Lieutenant Bosco tried to smooth over the path by mentioning that English art could not compare in beauty to English women: Mrs. Everedge, Miss Ashton, and of course, Miss Baker.

“Ah yes, Emily Baker,” Edward said. Clementine's face went sour. I looked at Marco, who smiled lightly at Bosco's mention of Miss Baker.

“Miss Baker?” I asked. “I do not think I have made her acquaintance.”

“You should,” Lieutenant Bosco said, but then Marco shifted the conversation toward the ropewalks, and Edward eagerly jumped in with ideas.

Who was Miss Baker?

After the final course was removed, and before the brandy and port, Edward led a few of us up the attic stairs; Lord and Lady Somerford, as well as many other guests, pleaded age and withdrew to the drawing room. The stairs creaked and moaned with the weight of so many replete-with-supper feet, each of us holding a lantern, as though Edward were leading a search party, indoors.

Perhaps he was.

When we reached the top of the stairs we spread out; several stacks of paintings leaned up against load-bearing attic beams. Most had their dust sheets removed. We looked at the first stack—some pretty pictures of Highcliffe, and some of the seascapes nearby. Lovely, but nondescript. There was a little murmuring, but no exclamations of genius. Edward looked eager to find something that would truly impress.

He led us toward the back, to another stack, and one that seemed to have just had the cover removed, judging by the disarray of dust. “Let's try these,” Edward said aloud. With that, he set down his lantern and lifted a portrait toward us.

I gasped. I could not help but display my shock, though I knew it would not help me. In fact, this portrait, of all things, made my position both more hopeful and ever direr.

Clementine's eyes widened, and she signaled to Edward that he should set the portrait down. He looked at her and, instead, turned it round to view it for himself.

“That bonnet,” one of the Maltese officers spoke up. “That is the traditional Maltese wedding bonnet that the captain”—he looked at Marco—“showed us a picture of. The drawing of it on her head,” he added, pointing to me. “He was trying to learn from where in Malta such a bonnet might come.
Ecco
, there it is again—what a coincidence.”

Mr. Morgan looked confused, though presumably he knew what my mother looked like, as he'd seen her portrait in the ballroom, with the hair combs.

Marco looked at me. The woman in the portrait was most certainly my mother, side by side with a raven-haired man, a man who looked, somehow, like me. My mother wore the cap. The marriage cap.

She'd been married, and I was legitimate.

CHAPTER TWENTY-TWO

“I
f your mother painted this, she was a fine artist,” Marco told Edward, but I barely paid attention to any conversation as my mind swirled with the implications. Had Judith painted my mother's marriage portrait—if that was, indeed, what this was—while they were in Malta? If she had, she'd known all along that my mother was married, and that I was legitimate. Or was this a rendering done, perhaps, by my own mother? Was it real? Or had she been duped into a sham marriage?

My father had soft, kind eyes and his hand rested against my mother's jaw, tenderly. This did not appear to be a man duping a young lady or a man with no scruples.
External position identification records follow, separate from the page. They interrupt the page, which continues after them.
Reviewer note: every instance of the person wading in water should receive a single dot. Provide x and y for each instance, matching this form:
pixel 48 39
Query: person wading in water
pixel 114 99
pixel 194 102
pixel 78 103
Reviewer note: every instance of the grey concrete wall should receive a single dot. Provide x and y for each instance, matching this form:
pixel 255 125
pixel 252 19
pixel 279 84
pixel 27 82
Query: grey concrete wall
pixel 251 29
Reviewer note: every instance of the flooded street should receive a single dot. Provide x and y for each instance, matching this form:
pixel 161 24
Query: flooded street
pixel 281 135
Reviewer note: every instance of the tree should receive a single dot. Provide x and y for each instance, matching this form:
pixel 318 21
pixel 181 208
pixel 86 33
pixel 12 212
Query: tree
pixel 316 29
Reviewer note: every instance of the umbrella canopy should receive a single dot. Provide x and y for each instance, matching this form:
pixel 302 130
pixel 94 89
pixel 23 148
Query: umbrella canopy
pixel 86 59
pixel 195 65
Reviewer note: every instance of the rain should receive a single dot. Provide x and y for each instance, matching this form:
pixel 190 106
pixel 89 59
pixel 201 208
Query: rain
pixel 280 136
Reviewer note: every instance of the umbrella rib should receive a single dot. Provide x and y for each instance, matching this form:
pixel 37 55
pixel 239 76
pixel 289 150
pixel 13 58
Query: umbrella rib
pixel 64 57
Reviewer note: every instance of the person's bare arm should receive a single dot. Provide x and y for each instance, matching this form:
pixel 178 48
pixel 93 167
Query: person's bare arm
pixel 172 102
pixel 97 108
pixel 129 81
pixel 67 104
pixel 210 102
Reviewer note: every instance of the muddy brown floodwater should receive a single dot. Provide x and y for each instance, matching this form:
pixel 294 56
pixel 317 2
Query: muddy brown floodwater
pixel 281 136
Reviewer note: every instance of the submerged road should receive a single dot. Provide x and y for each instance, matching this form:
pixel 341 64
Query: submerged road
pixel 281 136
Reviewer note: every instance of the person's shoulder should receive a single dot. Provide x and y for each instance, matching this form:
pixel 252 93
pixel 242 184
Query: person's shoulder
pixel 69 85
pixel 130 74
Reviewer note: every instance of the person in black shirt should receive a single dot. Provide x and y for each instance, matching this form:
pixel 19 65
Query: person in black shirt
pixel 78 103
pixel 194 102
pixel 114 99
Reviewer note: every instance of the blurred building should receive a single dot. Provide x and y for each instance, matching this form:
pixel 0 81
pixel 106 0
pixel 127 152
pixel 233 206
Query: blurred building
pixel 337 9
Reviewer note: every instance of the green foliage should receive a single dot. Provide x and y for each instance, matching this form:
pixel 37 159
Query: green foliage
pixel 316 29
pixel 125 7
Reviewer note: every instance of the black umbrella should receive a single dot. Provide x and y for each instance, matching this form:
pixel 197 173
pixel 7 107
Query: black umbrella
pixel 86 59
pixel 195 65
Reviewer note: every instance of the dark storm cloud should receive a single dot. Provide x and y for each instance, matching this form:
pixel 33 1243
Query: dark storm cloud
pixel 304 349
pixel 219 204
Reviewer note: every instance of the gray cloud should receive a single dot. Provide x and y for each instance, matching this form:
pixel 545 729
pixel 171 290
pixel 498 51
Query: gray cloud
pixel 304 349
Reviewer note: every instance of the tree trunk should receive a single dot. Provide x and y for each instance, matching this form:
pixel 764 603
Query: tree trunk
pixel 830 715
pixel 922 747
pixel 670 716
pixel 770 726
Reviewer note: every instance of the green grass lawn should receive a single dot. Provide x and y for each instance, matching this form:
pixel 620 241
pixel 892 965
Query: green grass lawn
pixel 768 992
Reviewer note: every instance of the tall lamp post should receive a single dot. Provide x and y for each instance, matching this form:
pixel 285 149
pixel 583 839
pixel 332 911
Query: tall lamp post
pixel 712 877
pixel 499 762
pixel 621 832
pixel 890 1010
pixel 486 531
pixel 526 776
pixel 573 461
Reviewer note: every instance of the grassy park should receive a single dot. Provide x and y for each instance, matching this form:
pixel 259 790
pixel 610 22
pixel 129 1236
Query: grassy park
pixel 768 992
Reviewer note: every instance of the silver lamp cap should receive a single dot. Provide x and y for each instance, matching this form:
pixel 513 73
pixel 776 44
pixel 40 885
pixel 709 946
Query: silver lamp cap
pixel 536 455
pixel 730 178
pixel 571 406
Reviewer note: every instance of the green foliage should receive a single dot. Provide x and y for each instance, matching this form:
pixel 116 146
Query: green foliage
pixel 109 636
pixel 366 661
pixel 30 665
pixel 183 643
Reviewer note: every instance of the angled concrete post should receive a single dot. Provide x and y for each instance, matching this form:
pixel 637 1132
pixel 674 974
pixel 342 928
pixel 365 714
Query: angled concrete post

I was undone by seeing my father, perhaps, for the first time, but I did not have time to gawk and founder.
He looked like me.
“My mother,” I said. “And . . . my father?”

Edward did not answer, but his face had turned to gray. His mind apparently swirled with implications, too. “This painting—it was not here, nor placed here, when I was last up in the attic. I think I could use a sherry,” he said, leading us in parade back down the stairway, to the music room, where he had arranged for someone to play for our entertainment.

Even I took a sherry that night. What could this mean? Mr. Morgan stayed even more closely by my side after the attic discovery. He understood, surely, that if I were to be somehow proved legitimate, I would be the owner of Highcliffe and all the family investments.

If Morgan and I were married, it would all convey to him. I shuddered at the thought. Edward must certainly recognize that as well. Would it affect his rush to see me married to Morgan once investment matters with the Maltese were concluded?